Jeder noch so kleine Betrag unterstützt mich und das DSJW, da das BMZ  nur 75% der Kosten übernimmt und der Rest die Entsendeorganisation zu tragen hat. Das DSJW hat jedoch kein Budget, um 52 Freiwillige zu finanzieren und bittet deshalb uns Freiwillige Spenden zu sammeln. Natürlich ist es auch möglich diesen Beitrag nicht zu leisten und trotzdem am Freiwilligendienst teilzunehmen. Allerdings belastet dies dann unsere Entsendeorganisation und ich finde es wichtig ihre Arbeit mit den Spendengeldern anzuerkennen. So sind die Mitarbeiter im DSJW unsere direkten Ansprechpartner, kümmern sich zum Beispiel bei akuten Krankenhausaufenthalten um das Formale oder helfen bei der Visabeantragung, wirken allgemein begleitend und unterstützen uns während unseres gesamten Auslandsjahres wo sie können.
Wer also Interesse hat, mich in meinem Freiwilligendienst und das DSJW zu unterstützen kann mir hier eine Spende senden.

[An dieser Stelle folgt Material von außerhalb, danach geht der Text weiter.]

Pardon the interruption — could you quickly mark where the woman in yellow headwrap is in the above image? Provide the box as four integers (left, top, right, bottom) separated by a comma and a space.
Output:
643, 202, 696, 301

4 Replies to “Vorbereitungsseminar: Heita und Dumelang (HALLO!)”

  1. Liebe Anne,
    es ist unheimlich spannend Deine Erlebnisse mitzuerleben und ich bin schon sehr gespannt über Deine Blog-Einträge aus Afrika :o)
    Sterkte & een voorspoedige reis!
    Ute

  2. Hach, noch mal jung sein *seufz*
    Ich habe in jungen Jahren Afrikaans bei einem gut aussehenden jungen Mann gelernt, dabei haben auch afrikaanse Chansons eine Rolle gespielt.
    Aber lass eine alte Frau noch ein bisschen klugscheixxen: Afrikaans wurde nicht „erfunden“, sondern hat sich im 17. Jahrhundert aus dem Holländischen entwickelt, und weil die damaligen Auswanderer meist Menschen mit geringer Schulbildung waren, hat sich eine sehr einfache Grammatik durchgesetzt.
    Jedenfalls wurde mir das so erklärt.
    Du wirst merken, dass in Südafrika oft Begriffe aus dem landwirtschaftlichen Bereich eher aus dem Afrikaans stammen, die technischen eher aus dem Englischen.
    Und keine Angst vor Robotern – „robot“ ist eine Ampel 🙂
    Die wichtigste Regel draussen: nirgends hingreifen und nirgends hintreten, wo man nicht hinsieht. Sammelt man Feuerholz, tritt man erst gegen das Holzstück, ehe man es aufhebt, so vertreibt man Skorpione und andere unangenehme Untermieter.
    Hach, ich würde mich am liebsten in deinen Koffer schmuggeln…

  3. Hallo Anne,
    es wird bestimmt eine ganz besondere Zeit mit großartigen Erfahrungen und Erlebnissen werden.
    Auch wenn es noch ein bisschen bis zum Studium dauert, ich musste heute beim Radio Hören an Dich denken, vielleicht interessiert es Dich auch. Es geht um Frauen in der Luft- und Raumfahrtbranche.